Opponents of the bill voiced concerns that cities and counties would take the brunt of the bill, considering their insurance and liability would likely increase. These costs would inevitably fall on taxpayers because the individual accused of the crime would not have to pay the cost of damages, the public agency that employs them would. Another criticism of the bill is that it would be profitable for lawyers, and it doesn’t seem like a coincidence that all the sponsors of this bill are lawyers.
It seems that a simple solution to these valid opposing arguments would be to have the individual guilty of committing a breach of constitutional rights pay for the damages themselves.
Sen. Stuart Ingle, a Republican, said, “Every state agency we have, I think, is going to be subject to things that they have never even thought about.”
This quote unintentionally surmises part of the motive behind this bill: People’s constitutional rights aren’t as protected as they should be, as demonstrated by the killing of George Floyd in police custody this past summer and the pervasiveness of police brutality. These issues should be thought about by state agencies. We need legislation to combat racism and police brutality, but we shouldn’t have to settle for bills that would enrich legislators through their private law practices.
HB 106: Community Solar Act
I followed this bill the most closely. I emailed legislators before hearings and was poised to make public comment but was denied an opportunity because of the five-person limit. The objective of this bill is to provide communities, especially low-income communities, a very accessible alternative to Public Service Company of New Mexico and other utilities by enabling them to share the energy of solar projects.
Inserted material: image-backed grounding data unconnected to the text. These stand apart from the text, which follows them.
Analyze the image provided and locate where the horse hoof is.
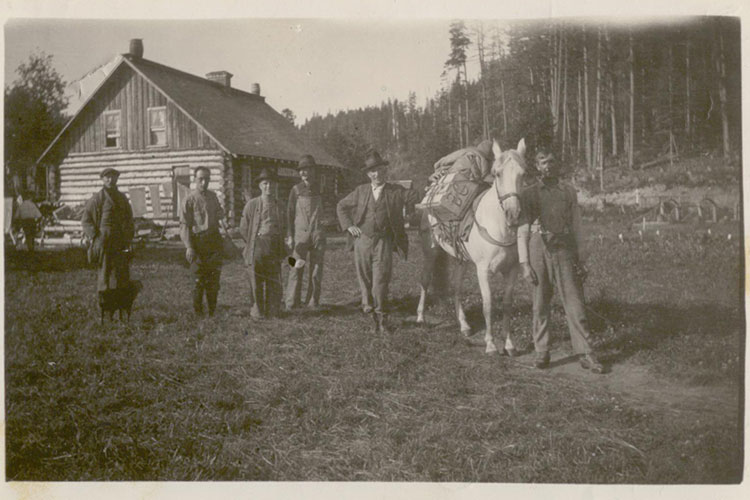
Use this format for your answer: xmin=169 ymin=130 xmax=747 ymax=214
xmin=503 ymin=348 xmax=520 ymax=357
xmin=485 ymin=345 xmax=499 ymax=355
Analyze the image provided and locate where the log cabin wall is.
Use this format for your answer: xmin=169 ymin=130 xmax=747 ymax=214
xmin=58 ymin=150 xmax=227 ymax=219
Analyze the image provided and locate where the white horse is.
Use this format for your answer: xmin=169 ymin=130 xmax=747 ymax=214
xmin=417 ymin=138 xmax=527 ymax=355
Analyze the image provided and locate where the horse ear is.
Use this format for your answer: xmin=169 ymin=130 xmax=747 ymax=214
xmin=516 ymin=138 xmax=526 ymax=157
xmin=492 ymin=139 xmax=502 ymax=159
The journey this bill went through taught me a lot about the pliability of legislation. Bills are subject to change through amendments made in committees and in both houses. While this does allow for collaboration and improvement of legislation, it can also dilute or even gut a bill’s original aim.
The bill is being considered by the governor.
SJR 3: The Green Amendment
The Green Amendment, if it had passed, would have made access to clean air, clean water and a healthy environment a constitutional right. Although it passed its first committee, Senate Rules, it was never heard in the Senate Judiciary Committee, so it could not advance. This bill shared the doomed fate of many other bills that were scheduled to be heard in Senate Judiciary but weren’t. When a bill isn’t heard, it is “tabled,” i.e., killed.
In the Senate Rules hearing for this bill, Sen. Harold Pope Jr. raised a sentiment I wish more legislators would act upon. He said, “We are having members of our community, especially our young folks … coming to us to act … we need to listen to them because quite frankly I think my generation [has] not done enough … we need to do something that protects their futures.’’
SB 412: 16 Vote
This bill, as proposed, would allow 16-year-olds and 17-year-olds to vote in all state elections. Had this passed, our democracy would have been more inclusive, and we would no longer be taxing teenagers without representation. Unfortunately, 16 Vote shared the same fate as The Green Amendment. After passing Senate Rules, where 16 Vote was unfortunately amended to only include 17-year-olds, the bill was never heard in the Senate Judiciary Committee.
A food chain is dependent on every link. Government is no different. The people should be at the top of the food chain instead of legislators and lobbyists.